Édith hausse les épaules. L’appareil prend de la hauteur et s’élève doucement le long de la façade aveugle du building.

— Si vous voulez les laisser crever autant le dire tout de suite, siffle-t-elle. Ils survivent très mal. Le taux de mortalité infantile est déjà très élevé. Si la famine vient s’ajouter aux hécatombes des cérémonies annuelles, vous fermerez la réserve avant deux ans !

Le prêtre grommelle en s’agitant sur son siège. Très maigre, il a l’air d’un pantin flottant dans un vêtement trop large.

— Vous ergotez ! lance-t-il d’une voix de fausset. Vous ergotez, ma fille !

Édith se désintéresse de lui. Le Sky-Fender vient de dépasser le niveau des toits. La gigantesque enseigne au néon – pour l’heure éteinte – domine l’immeuble comme un diadème couvert de fiente.

Les tubes « néons » ont des sinuosités de serpent de mer. Encadrés de métal, doublant la silhouette de grandes lettres de fer, ils s’étirent, s’enracinant sur toute la largeur de la terrasse. Éteints, ils ont la teinte glauque de la verrerie de laboratoire mal entretenue. Leurs serpentins, leurs boucles semblent jaillir de quelque alambic invisible. Reptiles cristallins aux entrailles filamenteuses, ils organisent leur grouillement pour tracer une phrase : « CHEWING MAGNETIC TAPE ».

Cette annonce, énorme, pèse de toute son ombre sur le toit plat de l’immeuble. Des poutrelles fichées dans le béton la rende I insensible au vent et aux rafales. Éteinte, poussiéreuse, souillée de fiente, elle ne dégage aucune majesté. Seule sa masse impressionne. Épave rectangulaire aux reflets huileux, elle évoque la mue de quelque serpent gigantesque.

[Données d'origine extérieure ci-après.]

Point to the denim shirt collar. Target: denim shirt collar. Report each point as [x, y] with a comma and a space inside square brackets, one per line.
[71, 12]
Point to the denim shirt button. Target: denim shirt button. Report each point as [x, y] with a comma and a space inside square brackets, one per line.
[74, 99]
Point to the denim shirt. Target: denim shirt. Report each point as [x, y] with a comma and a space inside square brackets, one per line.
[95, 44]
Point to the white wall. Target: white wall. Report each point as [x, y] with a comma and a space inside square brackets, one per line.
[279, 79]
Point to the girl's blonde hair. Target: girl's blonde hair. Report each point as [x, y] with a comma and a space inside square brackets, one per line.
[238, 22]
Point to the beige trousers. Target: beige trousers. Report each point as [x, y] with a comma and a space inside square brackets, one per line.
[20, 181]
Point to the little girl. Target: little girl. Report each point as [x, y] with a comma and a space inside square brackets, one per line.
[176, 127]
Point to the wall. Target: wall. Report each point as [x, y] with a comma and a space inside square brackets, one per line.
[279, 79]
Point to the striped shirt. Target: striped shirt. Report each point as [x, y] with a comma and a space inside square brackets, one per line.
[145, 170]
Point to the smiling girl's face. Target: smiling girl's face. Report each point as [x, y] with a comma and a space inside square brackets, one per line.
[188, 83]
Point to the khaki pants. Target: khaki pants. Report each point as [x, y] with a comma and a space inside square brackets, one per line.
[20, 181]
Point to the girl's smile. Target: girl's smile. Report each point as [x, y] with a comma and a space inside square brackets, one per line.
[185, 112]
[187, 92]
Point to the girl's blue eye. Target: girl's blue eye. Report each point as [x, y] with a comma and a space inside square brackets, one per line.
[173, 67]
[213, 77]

« CHEWING MAGNETIC TAPE »… Pour Édith ce nom ne signifie pas grand-chose. Un vague souvenir d’enfance peut-être ? Un signe entr’aperçu sur le coffret d’un vieux disque-laser… Ce manque de référence confère au panneau publicitaire un mystère  et une profondeur étrange. C’est comme un hiéroglyphe décalqué sur le tombeau d’un pharaon. On ne peut s’empêcher d’admirer un dessin dont le sens secret avive les teintes ! et affermit les contours. Les autres buildings sont pareillement couronnés de messages incompréhensibles, fragments de phrases bégayées par un médium en transe, concrétions ectoplasmiques à la signification perdue.

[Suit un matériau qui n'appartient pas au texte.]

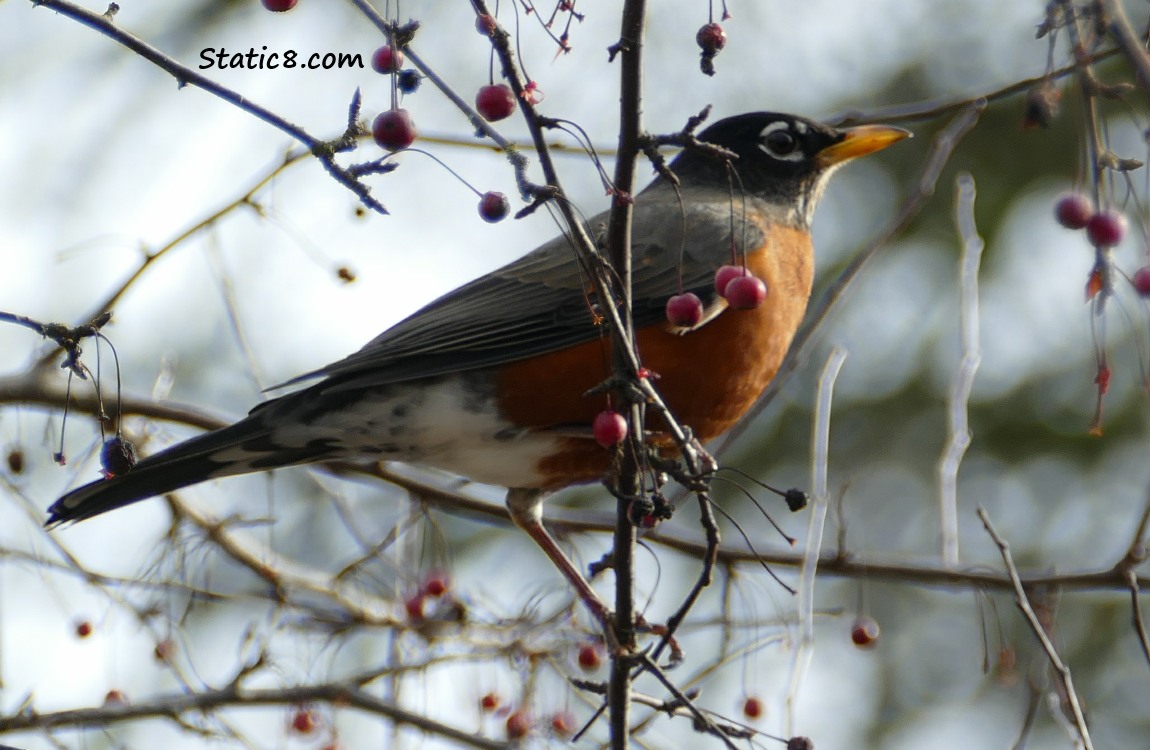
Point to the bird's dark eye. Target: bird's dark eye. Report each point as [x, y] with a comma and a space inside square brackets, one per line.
[780, 143]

 « MIKTON-FARADY », « HELLO–FLASH », « TRANSTAXEN »… Bribes d’une table de la loi gravée par un dieu oublié, et dont les stèles s’émiettent à travers le cosmos, laissant choir au hasard des planètes des tronçons incompréhensibles et formidables. « Mikton-Farady »… « Transtaxen »… « Chewing Magnetic Tape »… Le vent a accroché au sommet des tours ces pièces de puzzle aux emboîtements incertains, condamnant les hommes à rêver interminablement sur le sens de ces arabesques de verre au ventre empli de gaz.

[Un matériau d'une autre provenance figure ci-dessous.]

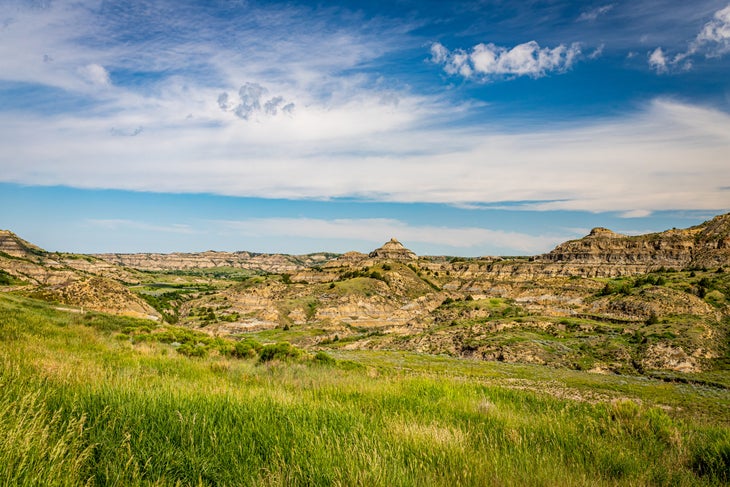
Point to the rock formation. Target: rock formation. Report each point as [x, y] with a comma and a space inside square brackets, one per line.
[393, 250]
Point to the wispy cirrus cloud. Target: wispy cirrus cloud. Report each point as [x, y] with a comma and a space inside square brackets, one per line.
[368, 149]
[379, 230]
[713, 41]
[124, 224]
[490, 62]
[593, 14]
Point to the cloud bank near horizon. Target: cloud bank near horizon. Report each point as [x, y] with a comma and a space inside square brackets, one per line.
[171, 97]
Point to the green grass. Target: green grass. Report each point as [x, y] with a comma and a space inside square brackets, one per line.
[83, 404]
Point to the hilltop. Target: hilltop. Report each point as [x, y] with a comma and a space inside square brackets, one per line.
[606, 302]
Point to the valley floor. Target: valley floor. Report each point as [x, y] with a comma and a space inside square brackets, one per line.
[88, 400]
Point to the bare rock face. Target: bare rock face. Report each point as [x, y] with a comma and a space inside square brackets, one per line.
[15, 246]
[275, 263]
[705, 245]
[393, 250]
[100, 294]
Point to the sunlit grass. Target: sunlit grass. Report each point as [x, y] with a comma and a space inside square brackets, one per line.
[82, 404]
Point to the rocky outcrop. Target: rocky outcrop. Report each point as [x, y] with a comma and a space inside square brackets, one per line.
[99, 294]
[603, 252]
[274, 263]
[393, 250]
[15, 246]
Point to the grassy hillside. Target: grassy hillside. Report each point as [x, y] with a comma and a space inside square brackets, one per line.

Édith manœuvre pour poser l’hélicoptère au bord de la terrasse. Le petit peuple des toits n’aime guère voir s’approcher l’appareil dont les pales redoutables pourraient pulvériser l’enseigne.

— Combien sont-ils ? interroge le prêtre le nez collé au hublot.

— Cent, cent cinquante, lâche la jeune femme ; difficile à dire. Le dernier étage n’a pas été comblé afin de leur permettre de s’abriter. Sur la terrasse elle-même on ne voit que les sentinelles préposées à la surveillance et à l’entretien de l’enseigne.

— Avez-vous établi un quelconque dialogue avec eux ? demande le vieillard, les yeux plissés par la suspicion.

— Non. Ils ne nous adressent jamais la parole. Ils prennent les vivres et s’en vont. Ils ont peur de l’hélicoptère. Ils craignent toujours qu’une fausse manœuvre lui fasse percuter l’enseigne. S’ils n’avaient pas besoin de nous pour survivre ils nous tireraient dessus !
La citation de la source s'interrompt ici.